Do you get it? The way to guarantee success of the DRIC bridge is to force trucks to use a certain crossing. And obviously the crossing of choice would be the Government bridge. That's how they would get the numbers. It would have to be made mandatory to use that staging area and the means to do that is Bill C-3 as I have said before [BLOGs December 04, 2006 "Clever Bureaucrats" November 27, 2006 "Who Is In Control AT MTO"].

I am not going into all of the arguments why staging area would not make any sense, especially for Windsor. The one however that is the most important from a business perspective is how much it would cost for a truck to use the mandatory staging area. Now remember, the area has to be paved to be big enough in case there is a huge backup at the border. Of course there may never be a backup if the border is running smoothly but it doesn't matter, that facility has to be paid for.

I've seen estimates of the cost being in the range of $20-$25M or more and naturally not even a private investor like John Laing PLC is going to risk their money on that. So it will have to be government financed.

Every truck that uses the facility will have to pay a fee to pay for it. How much will that fee be... who knows. Obviously truckers will try and avoid the area if possible which means that instead of using main highways they will take back roads. After all they don't want to be stuck at some staging facility at $100-125 an hour while a bureaucrat figures out which border crossing they should take it assuming that the bureaucrat believes there is no truck back up.
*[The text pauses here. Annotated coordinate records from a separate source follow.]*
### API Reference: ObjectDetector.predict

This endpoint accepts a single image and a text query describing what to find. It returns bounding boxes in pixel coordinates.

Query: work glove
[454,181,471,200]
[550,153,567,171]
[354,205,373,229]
In the end, I could see a whole bunch of truckers saying that it just doesn't make sense to go across the border any longer. The costs are too high and the wait periods too uncertain. They would just pull out the marketplace leaving fewer truckers for shippers to use. With fewer truckers, the obvious result is that shipping prices are higher meaning that it is more expensive to do business in this country.

If it is too expensive do business in Ontario or in Canada, then why would anyone locate their plant here or why would anyone remain here if by going south of the border the Company can deal with their customers without the border hassle.

The concept is wonderful in a world designed to meet the needs of the bureaucrat. However, unless the bureaucrat understands business and in particular transportation that business model may not bear any relationship to reality. We saw that in Canada before with the National Energy Program which was designed to protect the Canadian oil industry but in fact destroyed it and allowed foreign companies to take over a good part of the oil patch.

This is an old story that we saw about a year and a half ago with the same players being mentioned. The only difference is that there is a private investor involved that may have put in some money into the project, how much we do not know.

While it is designed obviously to ease the concerns P3 investors and to cause aggravation to the owners of the Ambassador Bridge, it does nothing except make the bureaucrats look even more foolish than they are.

As someone knowledgeable in the trucking industry told me:

  • "Don't believe everything you read, the "marshalling yard" idea is as dead as the dodo. Frankly, it never was alive depite the lip service occasionally paid to it by some politicians, again, no one I know in government ever thought this was anything but silly."